Whereas HA-tagged SLC35D3 did not colocalize with granule markers in differentiated G1ME cells, IFM showed that it overlapped substantially with syntaxin 13 (STX13; Figure 3A-F, supplemental Figure 3A-H, supplemental Video 2, and Table 1), an early endosomal tSNARE.^15,40  Consistently, epitope-tagged SLC35D3 also overlapped substantially with the transferrin receptor (TfR; Figure 3G-I and Table 1), an integral membrane protein that cycles between early endosomes and the plasma membrane,⁴¹  and partially with both RAB5 and RAB11 (supplemental Figure 2A-C,G-I and Table 1), which mark sorting and recycling domains of early endosomes, respectively. Similarly, HA-SLC35D3 in retrovirally transduced, FL-derived MKs overlapped substantially with STX13 but poorly with mepacrine (supplemental Figure 4). The partial overlap between HA-SLC35D3 and STX13 reflects their presence in distinct domains of contiguous structures, as shown by XYZ plane analysis after 3-dimensional reconstruction of deconvolved IFM images (supplemental Figure 3A-H and supplemental Video 2). These data indicate that, despite its requirement for DG biogenesis and function, SLC35D3 localizes in megakaryocytoid cells and primary MKs predominantly to early endosomes and not to mepacrine-labeled DGs or DG precursors.

To further characterize SLC35D3-containing compartments, differentiated G1ME cells expressing HA-SLC35D3 were analyzed by immunoelectron microscopy (IEM). Ultrathin cryosections of fixed cells were immunogold labeled with anti-HA Ab and gold-conjugated protein A. Labeling was detected predominantly in tubulovesicular structures with morphologic characteristics of early endosomes (Figure 4 and supplemental Figure 5A). These structures were frequently situated in close proximity to the plasma membrane (Figure 4A) and occasionally near the Golgi (Figure 4C), but were most often closely opposed to late endosomal multivesicular bodies (MVBs) and/or vacuolar structures with few intraluminal membranes (Figure 4B,D and supplemental Figure 5A). This pattern is indicative of early endosomal domains. Occasional labeling was observed within the MVBs themselves—consistent with the modest overlap with LAMP1 and RAB7 by IFM (Table 1)—and also within small, round vacuolar structures approximately 150-200 nm in diameter (supplemental Figure 5A inset). These latter structures represent either tangential sections of early endosomal vacuolar domains⁴⁰  or DG precursors, which appear as empty vacuoles in cryosections because of extraction of their contents.^3,21  Labeling was not observed in the majority of MVBs, in lysosomes, or in the bean-shaped structures characteristic of α-granules (supplemental Figure 5B). These data confirm that SLC35D3 is most enriched in early endosomes and suggest that a small cohort might be present in DG precursors and late endosomes, but not in α-granules or lysosomes.

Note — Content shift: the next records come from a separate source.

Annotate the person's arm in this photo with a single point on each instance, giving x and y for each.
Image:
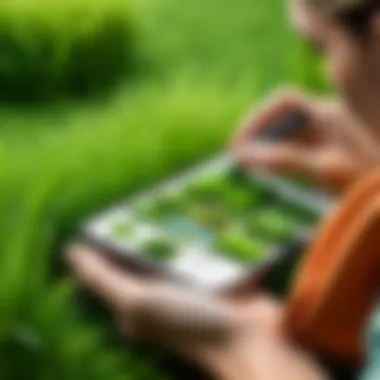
(337, 286)
(333, 149)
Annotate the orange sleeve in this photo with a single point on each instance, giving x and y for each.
(337, 285)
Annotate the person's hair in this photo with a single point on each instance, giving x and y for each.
(353, 14)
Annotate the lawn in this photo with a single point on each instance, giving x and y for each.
(201, 65)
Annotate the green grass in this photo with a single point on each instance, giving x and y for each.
(201, 65)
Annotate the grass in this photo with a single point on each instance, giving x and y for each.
(202, 65)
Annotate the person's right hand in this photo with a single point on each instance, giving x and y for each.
(334, 149)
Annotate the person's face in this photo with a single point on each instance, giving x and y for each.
(353, 62)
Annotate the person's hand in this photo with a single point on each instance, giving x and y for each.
(232, 339)
(334, 149)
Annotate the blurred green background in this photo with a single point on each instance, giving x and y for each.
(98, 99)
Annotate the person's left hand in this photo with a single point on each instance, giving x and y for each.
(233, 339)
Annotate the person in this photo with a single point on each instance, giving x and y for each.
(248, 337)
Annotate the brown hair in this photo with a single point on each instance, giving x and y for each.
(353, 14)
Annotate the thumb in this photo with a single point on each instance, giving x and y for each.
(119, 289)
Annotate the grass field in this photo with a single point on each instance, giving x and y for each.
(202, 65)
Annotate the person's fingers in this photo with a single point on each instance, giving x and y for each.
(119, 289)
(276, 109)
(328, 166)
(171, 311)
(156, 311)
(280, 158)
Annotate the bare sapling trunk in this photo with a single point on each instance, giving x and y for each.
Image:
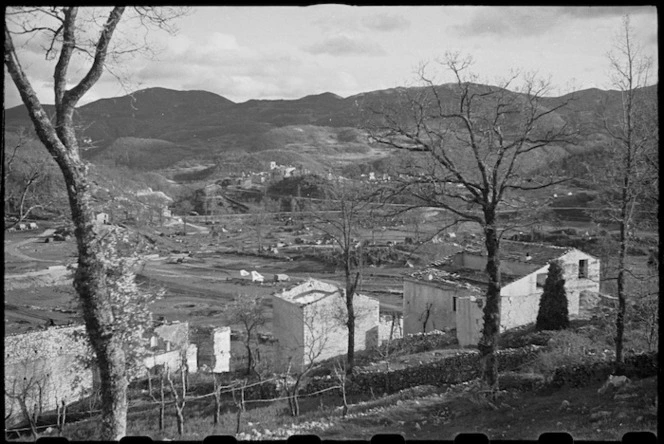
(162, 400)
(340, 373)
(217, 398)
(61, 417)
(351, 287)
(488, 344)
(239, 404)
(179, 399)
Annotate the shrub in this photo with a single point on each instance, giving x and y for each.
(565, 348)
(553, 313)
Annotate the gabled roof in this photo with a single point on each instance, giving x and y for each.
(309, 292)
(446, 272)
(527, 252)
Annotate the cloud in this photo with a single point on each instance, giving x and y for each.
(385, 22)
(525, 21)
(590, 12)
(341, 45)
(509, 22)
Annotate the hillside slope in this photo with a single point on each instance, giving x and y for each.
(199, 126)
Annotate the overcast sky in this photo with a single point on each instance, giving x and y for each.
(245, 53)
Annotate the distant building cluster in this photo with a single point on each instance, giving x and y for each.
(451, 295)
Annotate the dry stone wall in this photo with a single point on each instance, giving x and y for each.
(46, 368)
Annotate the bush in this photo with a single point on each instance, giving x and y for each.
(641, 365)
(565, 348)
(553, 313)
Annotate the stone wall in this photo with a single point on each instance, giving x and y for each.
(390, 326)
(470, 319)
(447, 370)
(49, 366)
(420, 295)
(214, 347)
(46, 367)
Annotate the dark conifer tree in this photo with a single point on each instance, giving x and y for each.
(553, 313)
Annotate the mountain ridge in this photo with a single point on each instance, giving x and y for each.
(200, 126)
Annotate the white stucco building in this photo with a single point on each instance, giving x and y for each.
(451, 296)
(309, 323)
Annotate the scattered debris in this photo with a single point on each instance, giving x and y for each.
(256, 276)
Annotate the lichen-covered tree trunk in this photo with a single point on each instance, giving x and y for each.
(90, 284)
(488, 343)
(90, 278)
(351, 286)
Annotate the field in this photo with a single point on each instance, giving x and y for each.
(201, 275)
(201, 283)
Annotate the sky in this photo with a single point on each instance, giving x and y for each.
(288, 52)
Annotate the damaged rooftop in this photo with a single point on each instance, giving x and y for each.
(448, 271)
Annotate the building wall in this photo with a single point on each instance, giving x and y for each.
(519, 303)
(575, 285)
(469, 316)
(49, 359)
(317, 331)
(417, 295)
(288, 330)
(214, 347)
(390, 326)
(176, 333)
(325, 330)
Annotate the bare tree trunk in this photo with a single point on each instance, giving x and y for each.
(217, 399)
(488, 343)
(62, 416)
(351, 286)
(90, 279)
(620, 316)
(250, 356)
(162, 402)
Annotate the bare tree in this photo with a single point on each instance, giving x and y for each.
(28, 178)
(347, 206)
(318, 327)
(69, 34)
(475, 140)
(28, 391)
(630, 179)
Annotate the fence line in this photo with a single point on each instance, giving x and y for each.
(228, 389)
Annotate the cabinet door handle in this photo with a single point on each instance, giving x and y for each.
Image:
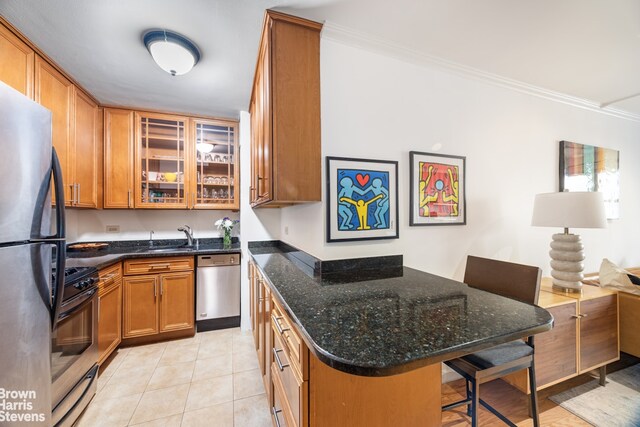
(280, 329)
(275, 413)
(277, 359)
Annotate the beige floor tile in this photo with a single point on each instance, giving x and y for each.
(245, 361)
(247, 384)
(179, 353)
(252, 411)
(210, 392)
(119, 386)
(212, 367)
(213, 416)
(161, 403)
(139, 366)
(242, 343)
(214, 347)
(172, 421)
(109, 412)
(167, 376)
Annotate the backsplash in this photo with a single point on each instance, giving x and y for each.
(90, 225)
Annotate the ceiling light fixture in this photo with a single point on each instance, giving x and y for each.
(173, 52)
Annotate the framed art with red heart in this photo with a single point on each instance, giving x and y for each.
(362, 199)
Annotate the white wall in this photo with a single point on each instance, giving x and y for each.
(381, 108)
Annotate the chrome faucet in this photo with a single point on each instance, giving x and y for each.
(188, 233)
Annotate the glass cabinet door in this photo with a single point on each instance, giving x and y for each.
(216, 165)
(161, 161)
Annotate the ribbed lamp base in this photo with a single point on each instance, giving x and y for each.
(566, 262)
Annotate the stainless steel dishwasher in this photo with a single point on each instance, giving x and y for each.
(218, 291)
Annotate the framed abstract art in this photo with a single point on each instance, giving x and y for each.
(362, 199)
(437, 189)
(589, 168)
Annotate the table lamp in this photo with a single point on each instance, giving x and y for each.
(572, 209)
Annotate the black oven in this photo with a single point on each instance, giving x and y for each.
(74, 347)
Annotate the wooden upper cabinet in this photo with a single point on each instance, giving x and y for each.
(160, 172)
(118, 158)
(56, 93)
(285, 109)
(86, 153)
(16, 62)
(214, 163)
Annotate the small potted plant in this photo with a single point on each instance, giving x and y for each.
(226, 224)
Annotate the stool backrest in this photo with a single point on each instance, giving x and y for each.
(516, 281)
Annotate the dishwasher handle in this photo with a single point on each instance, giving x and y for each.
(218, 260)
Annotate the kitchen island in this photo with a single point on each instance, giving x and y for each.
(375, 333)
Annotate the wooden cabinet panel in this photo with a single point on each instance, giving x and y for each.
(87, 149)
(285, 110)
(118, 158)
(109, 311)
(140, 294)
(55, 92)
(176, 301)
(556, 351)
(629, 322)
(109, 321)
(16, 62)
(598, 332)
(157, 265)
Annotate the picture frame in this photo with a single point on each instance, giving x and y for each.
(590, 168)
(437, 189)
(362, 199)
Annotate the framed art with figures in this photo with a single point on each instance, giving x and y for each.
(437, 189)
(362, 199)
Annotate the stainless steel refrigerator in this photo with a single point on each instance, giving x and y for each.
(28, 299)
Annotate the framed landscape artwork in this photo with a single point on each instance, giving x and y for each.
(362, 199)
(437, 189)
(590, 168)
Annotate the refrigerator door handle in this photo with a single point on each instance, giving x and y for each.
(58, 237)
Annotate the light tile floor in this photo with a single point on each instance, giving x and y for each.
(211, 380)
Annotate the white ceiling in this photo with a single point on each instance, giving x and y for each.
(589, 49)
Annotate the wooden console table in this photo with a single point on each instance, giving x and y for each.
(585, 336)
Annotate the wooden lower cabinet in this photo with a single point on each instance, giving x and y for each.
(304, 391)
(158, 303)
(584, 336)
(176, 301)
(109, 311)
(140, 299)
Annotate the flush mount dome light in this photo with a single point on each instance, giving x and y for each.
(173, 52)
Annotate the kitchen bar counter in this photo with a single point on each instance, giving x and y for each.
(384, 319)
(120, 250)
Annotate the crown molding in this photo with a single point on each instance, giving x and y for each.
(353, 38)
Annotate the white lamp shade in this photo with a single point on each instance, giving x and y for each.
(571, 209)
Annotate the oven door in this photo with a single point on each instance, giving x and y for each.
(74, 349)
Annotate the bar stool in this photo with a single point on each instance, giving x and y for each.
(516, 281)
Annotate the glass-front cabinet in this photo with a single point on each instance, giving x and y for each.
(215, 156)
(162, 163)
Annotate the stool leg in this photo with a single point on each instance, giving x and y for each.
(475, 402)
(534, 395)
(468, 384)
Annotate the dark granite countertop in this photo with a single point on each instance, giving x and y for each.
(126, 249)
(384, 321)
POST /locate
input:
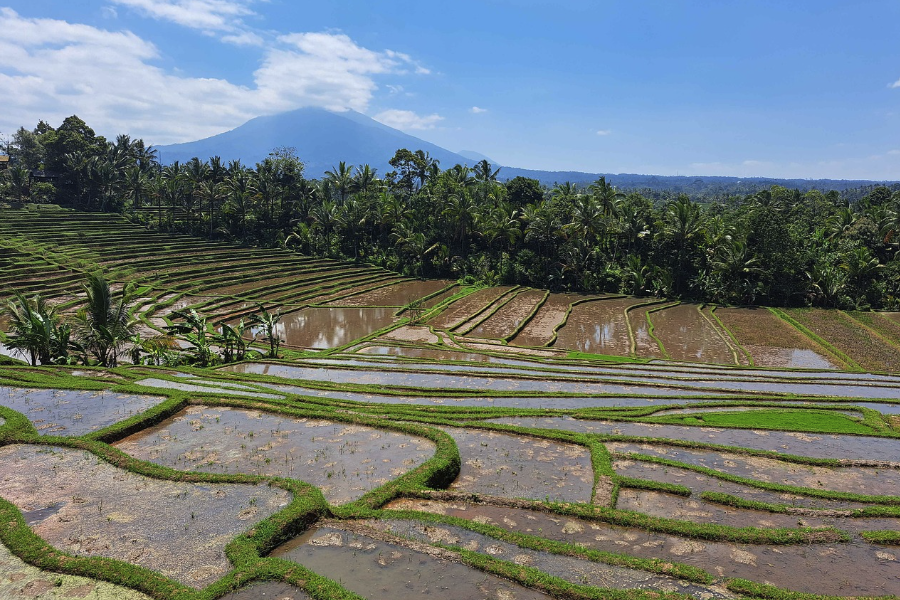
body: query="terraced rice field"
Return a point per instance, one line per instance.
(512, 443)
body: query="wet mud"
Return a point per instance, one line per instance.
(332, 327)
(65, 412)
(859, 480)
(802, 444)
(573, 570)
(598, 327)
(688, 336)
(344, 461)
(177, 529)
(511, 466)
(818, 568)
(539, 330)
(397, 295)
(21, 581)
(464, 308)
(268, 590)
(379, 570)
(510, 317)
(770, 341)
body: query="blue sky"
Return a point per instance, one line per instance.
(771, 88)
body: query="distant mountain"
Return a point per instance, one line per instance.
(476, 157)
(323, 138)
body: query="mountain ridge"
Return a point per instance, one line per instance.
(323, 138)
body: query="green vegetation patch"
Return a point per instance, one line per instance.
(810, 421)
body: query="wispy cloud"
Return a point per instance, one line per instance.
(50, 69)
(407, 120)
(207, 15)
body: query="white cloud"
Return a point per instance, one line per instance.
(206, 15)
(50, 69)
(407, 120)
(244, 38)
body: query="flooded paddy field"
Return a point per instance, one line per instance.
(846, 335)
(571, 569)
(21, 581)
(64, 412)
(268, 590)
(698, 483)
(561, 403)
(463, 309)
(390, 570)
(497, 378)
(771, 342)
(501, 351)
(344, 461)
(508, 319)
(436, 379)
(396, 295)
(598, 327)
(499, 464)
(787, 442)
(88, 507)
(817, 568)
(687, 335)
(860, 480)
(332, 327)
(539, 330)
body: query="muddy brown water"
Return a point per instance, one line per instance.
(331, 327)
(858, 480)
(644, 344)
(343, 460)
(697, 510)
(770, 341)
(211, 387)
(688, 336)
(177, 529)
(437, 379)
(268, 590)
(428, 353)
(510, 317)
(511, 466)
(66, 412)
(464, 308)
(21, 581)
(816, 445)
(833, 569)
(699, 483)
(598, 327)
(379, 570)
(571, 569)
(483, 401)
(539, 330)
(397, 295)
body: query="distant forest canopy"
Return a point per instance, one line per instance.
(775, 246)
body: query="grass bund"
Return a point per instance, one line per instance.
(441, 387)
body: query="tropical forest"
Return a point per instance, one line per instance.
(230, 381)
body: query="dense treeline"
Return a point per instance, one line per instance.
(777, 246)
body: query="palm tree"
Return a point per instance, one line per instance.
(105, 325)
(231, 338)
(35, 328)
(268, 323)
(195, 331)
(341, 179)
(19, 182)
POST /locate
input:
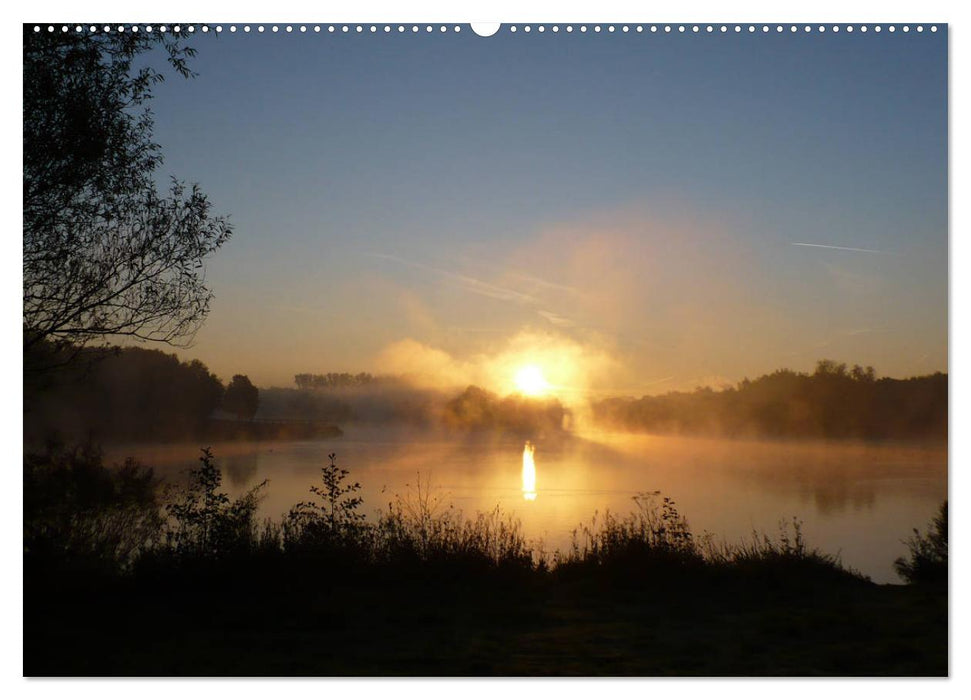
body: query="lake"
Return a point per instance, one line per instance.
(858, 500)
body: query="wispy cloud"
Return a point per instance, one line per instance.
(487, 289)
(841, 247)
(556, 319)
(470, 284)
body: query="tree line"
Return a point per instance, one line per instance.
(834, 401)
(131, 393)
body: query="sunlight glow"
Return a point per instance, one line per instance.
(529, 473)
(530, 381)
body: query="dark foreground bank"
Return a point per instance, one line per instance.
(244, 625)
(120, 580)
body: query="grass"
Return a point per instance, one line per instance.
(426, 590)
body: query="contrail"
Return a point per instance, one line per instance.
(840, 247)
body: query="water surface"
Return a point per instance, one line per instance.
(858, 500)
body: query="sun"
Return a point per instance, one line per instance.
(530, 381)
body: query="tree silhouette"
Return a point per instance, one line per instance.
(241, 397)
(104, 252)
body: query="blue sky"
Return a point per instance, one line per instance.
(635, 196)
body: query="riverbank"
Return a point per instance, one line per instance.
(429, 626)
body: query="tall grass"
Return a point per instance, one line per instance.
(417, 533)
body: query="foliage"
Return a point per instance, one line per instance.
(927, 562)
(123, 394)
(419, 529)
(241, 398)
(832, 402)
(79, 514)
(340, 380)
(104, 253)
(205, 522)
(332, 524)
(655, 534)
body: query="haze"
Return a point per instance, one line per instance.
(633, 214)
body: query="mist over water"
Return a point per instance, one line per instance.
(859, 500)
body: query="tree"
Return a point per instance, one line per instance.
(241, 398)
(106, 254)
(928, 553)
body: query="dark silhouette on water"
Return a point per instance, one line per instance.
(200, 588)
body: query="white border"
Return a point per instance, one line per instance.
(519, 11)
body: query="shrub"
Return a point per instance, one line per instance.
(928, 553)
(204, 522)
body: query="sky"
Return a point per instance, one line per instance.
(636, 213)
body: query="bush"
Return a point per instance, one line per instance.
(927, 563)
(80, 514)
(205, 523)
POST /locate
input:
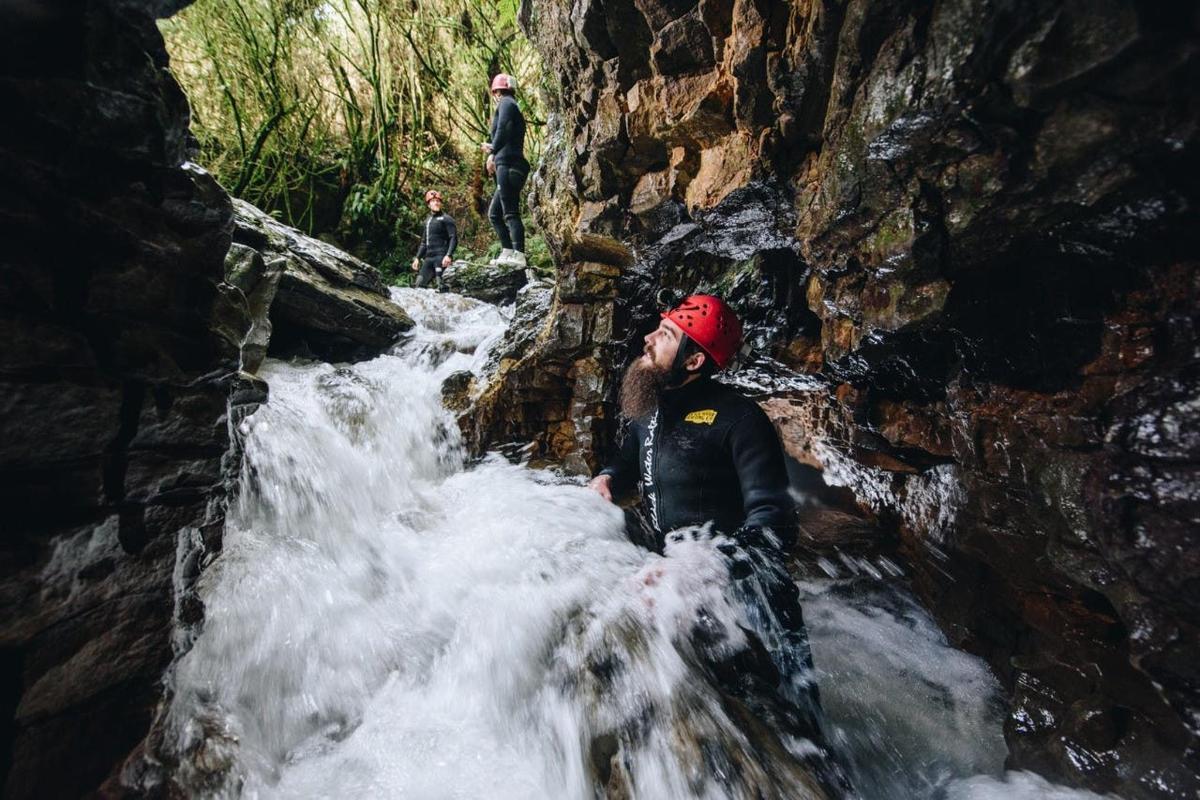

To confirm SLC35D3 localization using a different approach, we assessed the distribution of endogenous SLC35D3 after subcellular fractionation of differentiated G1ME cells. Postnuclear homogenates from Gata-1–transduced, differentiated G1ME cells were fractionated by centrifugation over a Percoll density gradient designed to segregate DGs from other organelles.³³  Fractions were analyzed by SDS-PAGE and immunoblotting for SLC35D3, STX13, VWF, and the DG marker MRP4³⁶  (Figure 5). Endogenous SLC35D3 distributed over a wide range of fractions with a peak at fractions 13-14. Most of these fractions were also enriched in STX13, which also peaked in fractions 13-14. Although α-granules were not well resolved from early endosomes in this gradient, the peak activity of VWF was shifted relative to STX13 and SLC35D3. Interestingly, a small percentage of SLC35D3 was detected in dense fractions 7-9, from which STX13 was absent. These fractions overlapped with the peak detection of MRP4. These data support the conclusion that SLC35D3 localizes predominantly to early endosomes, and suggest that a small fraction might be present in DGs or DG precursors.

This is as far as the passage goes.